Frequently asked questions
Common caesarean-section questions
What exactly is a caesarean section?
A caesarean section is an operation to deliver the baby through the abdomen and uterus instead of through the vagina. It may be planned in advance or become necessary once labour or the pregnancy picture changes.
What are some of the common reasons for a caesarean section?
Common reasons include labour not progressing, the baby not tolerating labour well, breech or other malpresentation, placenta or cord problems, a previous uterine scar or surgery, and some maternal-health issues. Some patients also request caesarean birth, which still needs a proper risks-and-benefits discussion.
Will I usually be awake for a planned caesarean?
Usually yes. Most planned caesareans use spinal anaesthetic, which means you are awake but numb for the operation. In very urgent situations, general anaesthetic may sometimes be necessary.
Can my partner be with me in theatre?
Often yes, once the theatre team is ready and the spinal anaesthetic is working. Your partner usually sits by your head while the operation is done behind the sterile drapes.

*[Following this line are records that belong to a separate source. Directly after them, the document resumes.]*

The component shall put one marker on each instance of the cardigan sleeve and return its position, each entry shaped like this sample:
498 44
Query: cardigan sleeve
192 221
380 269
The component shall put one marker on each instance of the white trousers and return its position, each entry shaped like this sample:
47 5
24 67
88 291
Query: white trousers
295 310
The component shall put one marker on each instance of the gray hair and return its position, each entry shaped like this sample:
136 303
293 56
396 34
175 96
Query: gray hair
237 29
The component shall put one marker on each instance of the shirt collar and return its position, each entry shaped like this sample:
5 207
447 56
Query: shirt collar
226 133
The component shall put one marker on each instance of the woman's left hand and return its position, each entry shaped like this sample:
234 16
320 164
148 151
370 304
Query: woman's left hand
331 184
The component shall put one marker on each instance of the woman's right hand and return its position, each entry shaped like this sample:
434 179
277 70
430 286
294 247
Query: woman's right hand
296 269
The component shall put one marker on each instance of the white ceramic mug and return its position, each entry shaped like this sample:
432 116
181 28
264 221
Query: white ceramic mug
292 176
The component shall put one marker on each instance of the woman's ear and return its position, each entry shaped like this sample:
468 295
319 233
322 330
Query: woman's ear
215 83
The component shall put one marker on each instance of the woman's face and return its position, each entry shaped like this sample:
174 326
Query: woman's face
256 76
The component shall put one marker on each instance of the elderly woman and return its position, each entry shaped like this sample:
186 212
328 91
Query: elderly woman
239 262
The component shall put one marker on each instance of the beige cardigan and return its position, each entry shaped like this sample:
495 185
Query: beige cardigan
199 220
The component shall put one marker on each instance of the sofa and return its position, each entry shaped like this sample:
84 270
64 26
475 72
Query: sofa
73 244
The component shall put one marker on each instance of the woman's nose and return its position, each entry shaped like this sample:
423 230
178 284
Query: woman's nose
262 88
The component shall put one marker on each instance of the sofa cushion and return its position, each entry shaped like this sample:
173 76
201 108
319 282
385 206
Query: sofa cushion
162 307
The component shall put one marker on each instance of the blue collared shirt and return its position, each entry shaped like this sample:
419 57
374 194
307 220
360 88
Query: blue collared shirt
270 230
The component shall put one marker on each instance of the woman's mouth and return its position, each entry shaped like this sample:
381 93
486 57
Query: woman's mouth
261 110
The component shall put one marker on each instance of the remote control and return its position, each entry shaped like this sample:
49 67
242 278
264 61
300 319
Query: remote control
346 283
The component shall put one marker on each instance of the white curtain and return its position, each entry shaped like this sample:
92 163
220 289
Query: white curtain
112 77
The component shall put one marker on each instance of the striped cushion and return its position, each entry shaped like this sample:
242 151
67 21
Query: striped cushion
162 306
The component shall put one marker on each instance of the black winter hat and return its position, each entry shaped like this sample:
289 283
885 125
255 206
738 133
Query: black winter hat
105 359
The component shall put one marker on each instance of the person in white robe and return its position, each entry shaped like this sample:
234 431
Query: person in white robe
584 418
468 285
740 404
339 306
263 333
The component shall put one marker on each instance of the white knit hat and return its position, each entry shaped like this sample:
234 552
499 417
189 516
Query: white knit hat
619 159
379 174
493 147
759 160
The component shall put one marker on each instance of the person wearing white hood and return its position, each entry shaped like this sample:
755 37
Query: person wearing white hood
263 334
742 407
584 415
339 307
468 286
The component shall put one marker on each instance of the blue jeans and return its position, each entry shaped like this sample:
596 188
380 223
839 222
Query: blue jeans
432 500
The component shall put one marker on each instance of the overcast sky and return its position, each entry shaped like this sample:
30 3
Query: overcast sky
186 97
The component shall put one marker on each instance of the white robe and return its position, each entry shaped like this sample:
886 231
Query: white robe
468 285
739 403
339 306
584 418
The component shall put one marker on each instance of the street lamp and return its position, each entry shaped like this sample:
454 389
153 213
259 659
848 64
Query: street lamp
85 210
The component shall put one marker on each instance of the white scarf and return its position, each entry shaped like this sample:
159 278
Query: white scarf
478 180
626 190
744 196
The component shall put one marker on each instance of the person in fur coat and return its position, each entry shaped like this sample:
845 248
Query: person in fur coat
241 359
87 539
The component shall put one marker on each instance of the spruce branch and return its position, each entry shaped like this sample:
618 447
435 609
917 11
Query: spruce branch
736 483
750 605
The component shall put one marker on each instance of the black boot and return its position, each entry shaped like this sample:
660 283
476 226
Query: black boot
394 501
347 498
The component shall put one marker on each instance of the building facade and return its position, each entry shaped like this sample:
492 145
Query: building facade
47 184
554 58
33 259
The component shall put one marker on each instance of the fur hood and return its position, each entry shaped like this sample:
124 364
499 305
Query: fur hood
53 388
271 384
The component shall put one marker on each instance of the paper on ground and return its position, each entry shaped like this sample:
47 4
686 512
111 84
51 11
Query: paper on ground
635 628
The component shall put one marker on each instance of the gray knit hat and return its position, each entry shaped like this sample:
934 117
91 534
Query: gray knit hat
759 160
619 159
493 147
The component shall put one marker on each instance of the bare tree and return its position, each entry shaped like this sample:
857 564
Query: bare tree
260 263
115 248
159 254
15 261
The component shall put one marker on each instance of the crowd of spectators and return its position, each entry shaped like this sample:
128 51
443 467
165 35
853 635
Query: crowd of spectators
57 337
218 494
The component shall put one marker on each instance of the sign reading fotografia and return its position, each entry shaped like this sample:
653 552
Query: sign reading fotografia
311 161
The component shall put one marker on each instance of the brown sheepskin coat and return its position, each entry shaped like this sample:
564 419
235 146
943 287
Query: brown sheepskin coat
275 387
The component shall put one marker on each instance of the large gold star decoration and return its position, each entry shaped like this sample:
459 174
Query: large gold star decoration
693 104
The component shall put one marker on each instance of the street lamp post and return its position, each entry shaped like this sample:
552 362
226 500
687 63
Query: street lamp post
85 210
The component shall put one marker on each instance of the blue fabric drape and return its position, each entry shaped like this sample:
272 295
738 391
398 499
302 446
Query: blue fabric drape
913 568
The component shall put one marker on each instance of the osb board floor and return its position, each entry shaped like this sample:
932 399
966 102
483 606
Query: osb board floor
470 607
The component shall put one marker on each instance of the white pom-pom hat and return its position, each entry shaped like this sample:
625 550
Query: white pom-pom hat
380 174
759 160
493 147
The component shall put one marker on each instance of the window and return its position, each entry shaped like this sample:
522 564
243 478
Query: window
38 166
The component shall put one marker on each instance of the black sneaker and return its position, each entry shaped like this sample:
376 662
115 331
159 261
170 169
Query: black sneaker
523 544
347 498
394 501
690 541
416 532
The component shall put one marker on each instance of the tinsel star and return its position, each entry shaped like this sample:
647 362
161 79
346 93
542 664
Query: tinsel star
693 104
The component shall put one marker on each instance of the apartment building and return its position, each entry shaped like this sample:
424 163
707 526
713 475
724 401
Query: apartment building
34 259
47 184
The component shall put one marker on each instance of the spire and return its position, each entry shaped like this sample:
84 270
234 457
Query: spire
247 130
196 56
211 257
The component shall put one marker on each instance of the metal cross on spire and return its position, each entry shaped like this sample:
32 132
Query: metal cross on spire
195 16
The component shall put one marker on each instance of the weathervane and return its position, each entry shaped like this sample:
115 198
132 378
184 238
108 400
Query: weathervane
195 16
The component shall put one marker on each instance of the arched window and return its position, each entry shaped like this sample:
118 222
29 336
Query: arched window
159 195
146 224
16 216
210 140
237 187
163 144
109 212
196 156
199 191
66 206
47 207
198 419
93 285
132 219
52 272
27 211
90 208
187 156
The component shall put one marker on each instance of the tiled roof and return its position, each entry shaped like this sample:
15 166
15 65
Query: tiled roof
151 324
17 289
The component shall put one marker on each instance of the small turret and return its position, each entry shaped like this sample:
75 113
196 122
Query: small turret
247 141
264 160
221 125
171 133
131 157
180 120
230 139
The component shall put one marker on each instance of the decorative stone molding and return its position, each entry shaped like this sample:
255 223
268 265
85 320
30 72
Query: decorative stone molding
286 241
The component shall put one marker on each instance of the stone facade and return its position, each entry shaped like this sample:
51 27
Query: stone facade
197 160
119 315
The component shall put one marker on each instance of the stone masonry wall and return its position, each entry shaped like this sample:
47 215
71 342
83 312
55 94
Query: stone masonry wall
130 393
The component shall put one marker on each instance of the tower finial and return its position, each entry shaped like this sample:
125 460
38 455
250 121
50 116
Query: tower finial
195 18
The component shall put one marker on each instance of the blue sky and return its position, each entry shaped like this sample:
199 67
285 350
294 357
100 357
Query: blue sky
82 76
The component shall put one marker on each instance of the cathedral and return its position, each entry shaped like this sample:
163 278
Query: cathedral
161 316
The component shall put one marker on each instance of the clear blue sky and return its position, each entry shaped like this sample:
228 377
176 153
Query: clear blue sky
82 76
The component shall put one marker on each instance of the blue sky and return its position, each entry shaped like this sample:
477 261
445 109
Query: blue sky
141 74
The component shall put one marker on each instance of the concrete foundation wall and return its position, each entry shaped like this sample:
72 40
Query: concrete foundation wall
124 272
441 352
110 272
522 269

How soon will I have skin-to-skin with my baby?
If you and the baby are both well, skin-to-skin is usually encouraged as soon as practical, either during the end of the operation or shortly afterwards in recovery.
What should I know about future pregnancies after a caesarean?
A previous caesarean increases the chance of placenta previa and placenta accreta-spectrum problems in later pregnancies, and repeat surgery tends to become more complex over time. If you later consider labour, the conversation also includes the uterine scar and whether VBAC is a reasonable option.
Next steps
If caesarean section may be part of your birth story, make the sequence and recovery explicit in advance
Patients usually feel steadier when they know why caesarean is being recommended, what theatre and anaesthesia will probably look like, what changes if the case becomes urgent, and what recovery will realistically ask of them afterwards.